Reinhart was a great deal larger than Reo in body, but something less in assurance, though his intention was not to show it. For example, he asked here: “What part does galvanized siding play in the
digging
of a sewer?” He did make that emphasis, watching the subcontractor's reaction. Result: nil.

Reo merely answered, in his beastly manner: “Fuh duh hut.”

“What does that mean?” demanded Reinhart. “What hut?”

“Duh liddle houze.”

“Since when does a little house have anything to do with a sewer?”

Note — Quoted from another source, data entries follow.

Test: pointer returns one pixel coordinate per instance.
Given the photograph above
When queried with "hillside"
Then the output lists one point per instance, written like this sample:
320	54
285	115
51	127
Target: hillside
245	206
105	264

Reo said something like “Wake Jack,” and Reinhart had him repeat it several times before being able to translate it as “work shack”: a place to safeguard fragile and/or valuable equipment at night without transporting it off the worksite, by day a refuge for malingerers. The latter Reinhart added gratuitously, playing boss to the hilt; just as, had he been a workman, he would have malingered.